"More frequent evaluation of budgets suggests that companies are in a better position than before to adjust spending levels - whether for better or for worse - in reaction to changes in the environment," the report said.
Some 21% of IT managers are reviewing budgets quarterly with a further 23% saying they reassess budgets "as business conditions change".
Goldman Sachs questioned 100 US-based IT directors from the top 1,000 global corporations, but Martha Bennett, vice president of Giga Information Group, said the findings mirrored what was happening in the UK and Europe.
"You can't make changes to long-term IT projects on a monthly basis, but monthly reviews are prudent management," said Bennett. "They are in line with most organisation's budget and board meetings and help you avoid nasty surprises and react quickly to events."
She highlighted a growing trend of IT directors holding budgets that they are not allowed to spend fully and noted the demise of the end-of-year rush to spend up to budget limits. IT directors now get kudos with the board for giving back money to the business, she said.
The Goldman Sachs survey revealed no signs of an upturn in corporate IT spending in 2003, with security software and wireless LAN projects remaining the top priority for managers. For the first time, VPN debuts as a category separate from security.

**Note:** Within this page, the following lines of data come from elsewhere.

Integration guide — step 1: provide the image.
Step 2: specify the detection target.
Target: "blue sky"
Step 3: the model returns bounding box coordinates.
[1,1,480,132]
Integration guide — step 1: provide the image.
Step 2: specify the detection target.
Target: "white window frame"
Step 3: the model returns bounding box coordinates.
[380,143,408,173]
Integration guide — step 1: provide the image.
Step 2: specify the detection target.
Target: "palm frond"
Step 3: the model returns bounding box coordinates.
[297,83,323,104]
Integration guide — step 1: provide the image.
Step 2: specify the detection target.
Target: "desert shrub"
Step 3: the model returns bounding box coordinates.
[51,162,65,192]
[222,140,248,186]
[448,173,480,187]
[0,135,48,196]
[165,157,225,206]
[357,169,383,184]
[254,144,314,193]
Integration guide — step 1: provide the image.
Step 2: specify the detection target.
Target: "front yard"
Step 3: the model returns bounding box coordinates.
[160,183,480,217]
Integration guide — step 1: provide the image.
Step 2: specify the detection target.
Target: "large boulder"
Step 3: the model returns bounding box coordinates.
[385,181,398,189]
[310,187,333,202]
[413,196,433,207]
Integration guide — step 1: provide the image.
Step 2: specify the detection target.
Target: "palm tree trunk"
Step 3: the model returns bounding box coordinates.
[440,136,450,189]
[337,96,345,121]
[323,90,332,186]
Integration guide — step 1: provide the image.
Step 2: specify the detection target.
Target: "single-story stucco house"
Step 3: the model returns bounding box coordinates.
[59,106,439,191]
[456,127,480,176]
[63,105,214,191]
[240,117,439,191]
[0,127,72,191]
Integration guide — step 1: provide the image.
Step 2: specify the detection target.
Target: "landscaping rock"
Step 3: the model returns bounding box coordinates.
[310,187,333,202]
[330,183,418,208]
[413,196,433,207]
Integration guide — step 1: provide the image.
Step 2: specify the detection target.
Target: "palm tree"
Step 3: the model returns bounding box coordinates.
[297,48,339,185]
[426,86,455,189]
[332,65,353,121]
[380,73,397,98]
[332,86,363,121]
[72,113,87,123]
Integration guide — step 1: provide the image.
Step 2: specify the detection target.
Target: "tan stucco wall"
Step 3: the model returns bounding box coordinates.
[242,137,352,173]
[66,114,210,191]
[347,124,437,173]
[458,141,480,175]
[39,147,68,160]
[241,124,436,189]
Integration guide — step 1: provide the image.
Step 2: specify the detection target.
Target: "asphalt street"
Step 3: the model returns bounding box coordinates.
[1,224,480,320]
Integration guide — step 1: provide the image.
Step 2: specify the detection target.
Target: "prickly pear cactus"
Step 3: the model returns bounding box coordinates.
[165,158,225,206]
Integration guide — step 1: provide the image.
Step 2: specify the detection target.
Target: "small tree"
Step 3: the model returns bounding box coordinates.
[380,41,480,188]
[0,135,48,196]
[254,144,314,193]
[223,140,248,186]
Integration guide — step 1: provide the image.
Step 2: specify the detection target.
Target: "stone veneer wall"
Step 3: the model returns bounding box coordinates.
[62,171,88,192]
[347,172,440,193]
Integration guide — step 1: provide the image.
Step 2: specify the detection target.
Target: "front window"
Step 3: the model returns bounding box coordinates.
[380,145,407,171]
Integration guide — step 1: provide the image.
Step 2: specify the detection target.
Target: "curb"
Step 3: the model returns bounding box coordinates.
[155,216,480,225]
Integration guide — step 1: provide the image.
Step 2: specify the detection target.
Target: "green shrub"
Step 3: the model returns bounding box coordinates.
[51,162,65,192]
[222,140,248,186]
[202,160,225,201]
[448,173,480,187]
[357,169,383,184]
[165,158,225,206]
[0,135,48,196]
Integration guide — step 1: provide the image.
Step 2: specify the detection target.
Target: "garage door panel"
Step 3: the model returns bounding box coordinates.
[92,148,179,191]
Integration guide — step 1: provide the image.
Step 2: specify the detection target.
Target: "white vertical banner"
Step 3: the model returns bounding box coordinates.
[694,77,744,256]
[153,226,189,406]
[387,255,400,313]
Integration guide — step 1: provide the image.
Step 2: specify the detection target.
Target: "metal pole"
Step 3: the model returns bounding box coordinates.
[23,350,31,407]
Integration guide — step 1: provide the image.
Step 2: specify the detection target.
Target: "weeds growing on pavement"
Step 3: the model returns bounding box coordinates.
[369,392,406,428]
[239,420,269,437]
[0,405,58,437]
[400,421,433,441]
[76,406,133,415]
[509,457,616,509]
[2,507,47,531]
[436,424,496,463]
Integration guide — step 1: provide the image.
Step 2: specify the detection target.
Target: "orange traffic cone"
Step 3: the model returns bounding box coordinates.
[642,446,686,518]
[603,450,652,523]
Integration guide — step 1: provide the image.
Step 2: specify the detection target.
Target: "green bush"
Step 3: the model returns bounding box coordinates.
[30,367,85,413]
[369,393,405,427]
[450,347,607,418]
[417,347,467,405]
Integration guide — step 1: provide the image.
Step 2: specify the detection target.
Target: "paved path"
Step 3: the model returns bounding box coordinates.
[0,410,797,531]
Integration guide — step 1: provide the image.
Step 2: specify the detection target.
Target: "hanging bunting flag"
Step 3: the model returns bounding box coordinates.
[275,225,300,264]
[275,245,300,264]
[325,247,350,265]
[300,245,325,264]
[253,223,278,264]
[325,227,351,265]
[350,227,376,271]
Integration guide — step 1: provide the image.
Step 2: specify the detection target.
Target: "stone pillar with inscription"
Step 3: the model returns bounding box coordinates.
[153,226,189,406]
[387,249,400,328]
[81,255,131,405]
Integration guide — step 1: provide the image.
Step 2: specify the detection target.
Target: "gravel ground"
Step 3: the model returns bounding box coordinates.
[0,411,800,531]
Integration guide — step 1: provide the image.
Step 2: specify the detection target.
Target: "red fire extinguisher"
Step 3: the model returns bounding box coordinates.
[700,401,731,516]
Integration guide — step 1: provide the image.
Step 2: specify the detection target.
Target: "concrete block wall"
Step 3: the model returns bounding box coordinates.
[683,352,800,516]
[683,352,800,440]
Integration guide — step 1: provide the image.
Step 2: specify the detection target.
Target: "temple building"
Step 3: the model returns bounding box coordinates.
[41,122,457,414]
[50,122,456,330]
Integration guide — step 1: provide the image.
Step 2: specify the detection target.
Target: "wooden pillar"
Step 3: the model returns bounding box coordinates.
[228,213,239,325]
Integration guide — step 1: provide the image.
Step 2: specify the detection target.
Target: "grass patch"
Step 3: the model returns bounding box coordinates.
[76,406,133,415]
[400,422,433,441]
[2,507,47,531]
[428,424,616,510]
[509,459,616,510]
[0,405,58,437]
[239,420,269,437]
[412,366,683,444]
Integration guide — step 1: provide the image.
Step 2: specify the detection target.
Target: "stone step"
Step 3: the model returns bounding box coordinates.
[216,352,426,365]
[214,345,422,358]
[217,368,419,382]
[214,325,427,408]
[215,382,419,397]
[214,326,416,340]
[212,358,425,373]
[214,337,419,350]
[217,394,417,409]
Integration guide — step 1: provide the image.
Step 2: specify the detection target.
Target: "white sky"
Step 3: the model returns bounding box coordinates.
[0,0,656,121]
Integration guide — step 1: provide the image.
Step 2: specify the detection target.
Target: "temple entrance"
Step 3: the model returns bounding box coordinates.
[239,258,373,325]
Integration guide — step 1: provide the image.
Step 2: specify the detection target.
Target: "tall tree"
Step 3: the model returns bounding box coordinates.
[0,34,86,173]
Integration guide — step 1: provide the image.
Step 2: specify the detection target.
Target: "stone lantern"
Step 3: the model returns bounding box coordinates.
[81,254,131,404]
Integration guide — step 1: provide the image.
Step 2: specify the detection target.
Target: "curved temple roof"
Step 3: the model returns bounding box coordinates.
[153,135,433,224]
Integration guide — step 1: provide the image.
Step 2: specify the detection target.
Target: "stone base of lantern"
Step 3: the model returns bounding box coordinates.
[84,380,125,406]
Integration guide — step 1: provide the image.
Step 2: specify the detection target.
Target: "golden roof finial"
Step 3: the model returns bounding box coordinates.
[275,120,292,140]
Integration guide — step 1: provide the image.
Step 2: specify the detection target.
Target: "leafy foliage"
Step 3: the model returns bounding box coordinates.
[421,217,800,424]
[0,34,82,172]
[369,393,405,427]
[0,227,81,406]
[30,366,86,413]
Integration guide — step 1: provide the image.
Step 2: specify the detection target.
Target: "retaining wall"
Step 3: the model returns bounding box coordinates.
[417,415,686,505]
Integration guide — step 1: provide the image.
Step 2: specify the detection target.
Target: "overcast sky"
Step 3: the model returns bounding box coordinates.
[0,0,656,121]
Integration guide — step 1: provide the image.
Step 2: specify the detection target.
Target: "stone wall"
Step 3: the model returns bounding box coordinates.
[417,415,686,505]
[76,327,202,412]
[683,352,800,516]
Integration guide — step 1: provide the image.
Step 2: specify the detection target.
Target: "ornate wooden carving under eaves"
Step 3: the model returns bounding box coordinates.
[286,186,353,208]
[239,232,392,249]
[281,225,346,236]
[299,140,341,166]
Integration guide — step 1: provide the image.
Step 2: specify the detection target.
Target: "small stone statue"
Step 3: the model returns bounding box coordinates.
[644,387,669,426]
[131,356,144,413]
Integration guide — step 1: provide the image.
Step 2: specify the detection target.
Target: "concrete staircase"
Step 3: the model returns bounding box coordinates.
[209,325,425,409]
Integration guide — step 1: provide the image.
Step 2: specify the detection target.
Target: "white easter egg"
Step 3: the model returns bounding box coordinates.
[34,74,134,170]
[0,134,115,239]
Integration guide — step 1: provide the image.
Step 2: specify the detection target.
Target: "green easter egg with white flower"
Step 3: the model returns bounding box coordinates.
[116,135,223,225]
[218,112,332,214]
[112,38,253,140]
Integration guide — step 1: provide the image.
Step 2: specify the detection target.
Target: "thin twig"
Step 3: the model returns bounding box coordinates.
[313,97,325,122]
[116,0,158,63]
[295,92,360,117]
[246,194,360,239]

David Roberts, chief executive of the UK Corporate IT Forum, said this mirrored priorities among UK blue-chip companies. He also suggested that IT departments could face legislation, related to security and data protection, which might make an increased call on IT budgets.
The survey found Linux has been deployed by 53% of respondents, a significant increase from the 39% of participants who were planning to increase Linux deployments in Glodman Sachs' survey last October.